SETENTA E DUAS HORAS haviam se passado desde que a médica resgatara o oficial Cardassiano dos destroços e o tempo ainda não dava sinal de melhora.  A Garganta Ratasha era trajeto obrigatório através das Montanhas Dahkur, que conduzia à Cordilheira das Serpentes, na província Lonar.  O local em questão era bem conhecido entre os Bajorianos por sua instabilidade climática.  Na verdade eram bem poucos os que se aventuravam em seus caminhos, principalmente no período das grandes K’ran[1].
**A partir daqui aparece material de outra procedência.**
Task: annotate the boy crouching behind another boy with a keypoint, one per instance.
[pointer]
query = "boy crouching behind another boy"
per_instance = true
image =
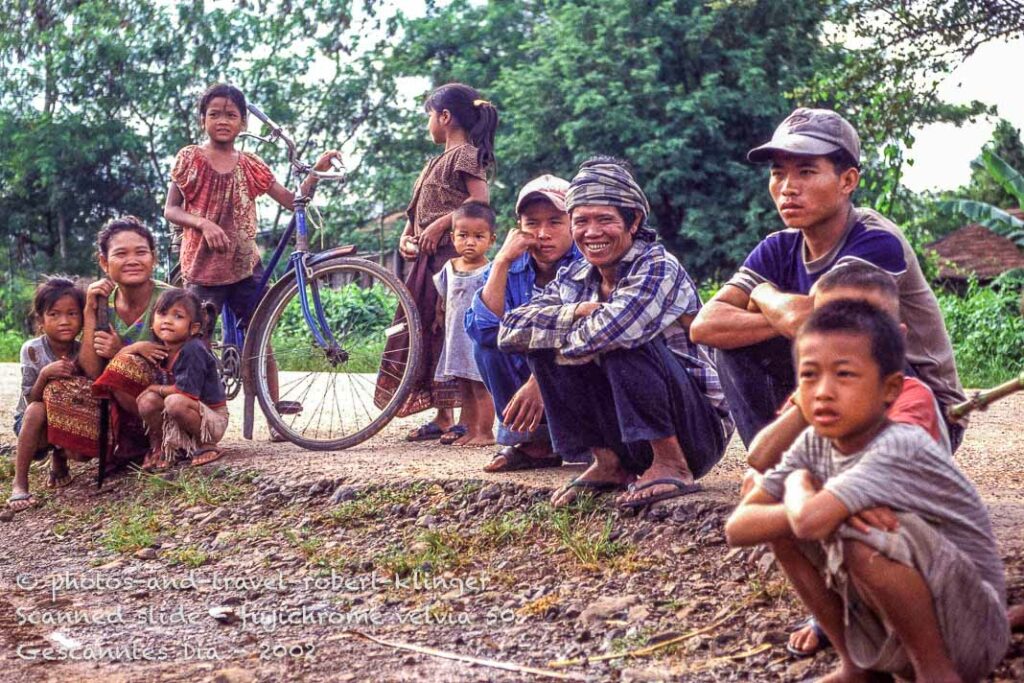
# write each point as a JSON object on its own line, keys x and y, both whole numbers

A jovem médica procurava na medida do possível aproveitar os breves momentos em que o tempo permitia, assim como seu paciente ainda prostrado pela febre, para vasculhar a região na tentativa de encontrar uma forma de abreviar sua permanência naquele charco gelado.

Mas a má sorte parecia ainda acompanhá-la.

O Honttaz, um dos muitos afluentes do rio Glyrhond, o maior em extensão e volume de toda Bajor, em alguns trechos já havia vazado, chegando a encobrir parte da parca vegetação local.  Se a chuva voltasse a cair forte como na última noite, o abrigo não resistiria a uma inundação.

Neeska avaliava mentalmente a situação:

Suas chances de sair dali com sucesso através do rio eram mínimas, como atestara pessoalmente.  A área pela qual conseguira averiguar nas cercanias, com dificuldade, estava alagada ou bloqueada pela neve dos três últimos dias.  Sem meios de comunicação, e para piorar o quadro, tinha um oficial Cardassiano como paciente involuntário seriamente ferido.  Estava literalmente presa naquele lugar à mercê do tempo e foi com uma ponta de medo que vislumbrou pela primeira vez que se encontrava com sérios problemas.

De volta aos destroços com o auxílio de uma pá e algumas pedras, Neeska procurou reforçar a vala comum que fizera como última morada para o resto da tripulação.  Tal cuidado não tinha cunho religioso, simplesmente preocupava-se em não atrair animais famintos, já tinha problemas além da conta.  Lamentou-se por não ser capaz de retirar o corpo do piloto das ferragens na manhã do primeiro dia, restando-lhe apenas ocultar o infeliz o melhor que pôde com uma lona.

 


[1] Característica climática similar às grandes monções.